高血圧症や狭心症の治療に用いられるカルシウム拮抗薬アダラートの情報がご覧いただけます。現在アダラートを服用中の方も改めてご自分の服用しているお薬について学んでいきましょう。

アダラートの効果が延長したり低血圧になる要因

アダラートはCa拮抗薬とよばれる種類の高血圧症治療薬です。1970年代初頭ドイツのバイエル社が発売して、日本でも古くから高血圧症の治療に使用されています。アダラートはCaチャネルの機能を阻害することで、Caイオンが血管平滑筋内へ入れないようにして、血管を拡張させ、血圧を下げます。アダラートの特徴として、血圧降下作用が強いことが挙げられます。血圧を下げることが治療の目標となる高血圧治療においては、早く確実に目標を達成できる便利な薬となっています。また昔は1日3回の服用が必要でしたが今は徐放性製剤が開発されており1日1回の服用で済みます。副作用としては、低血圧や頭痛などが挙げられます。
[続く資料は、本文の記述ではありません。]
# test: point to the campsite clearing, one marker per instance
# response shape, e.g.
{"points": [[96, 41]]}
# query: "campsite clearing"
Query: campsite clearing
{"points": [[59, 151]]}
アダラ―トの使用で一番問題となるのが、薬物間相互作用によってアダラートの効果が延長したり、効果が増強され低血圧となる可能性あることです。この効果の延長や増強による低血圧を引き起こす要因をここでは解説します。
まず肝臓の代謝酵素CYP3A4の競合です。アダラートの有効成分ニフェジピンはこのCYP3A4で代謝され体内から消失します。もし他に併用している薬剤がCYP3A4で代謝される薬剤であった場合、両者の代謝による消失速度が落ちて、効果が延長したり増強したりすることがあります。このCYP3A4で代謝される薬剤は沢山あるので注意が必要です。
またグレープフルーツの摂取によっても効果の延長、増強が起こります。グレープフルーツに含まれる成分はCYP3A4を不可逆的に阻害します。ですからこれによっても代謝による消失速度が低下します。またグレープフルーツの成分はニフェジピンのもう1つの消失経路であるP糖タンパクも阻害します。これによってより消失速度が低下するのです。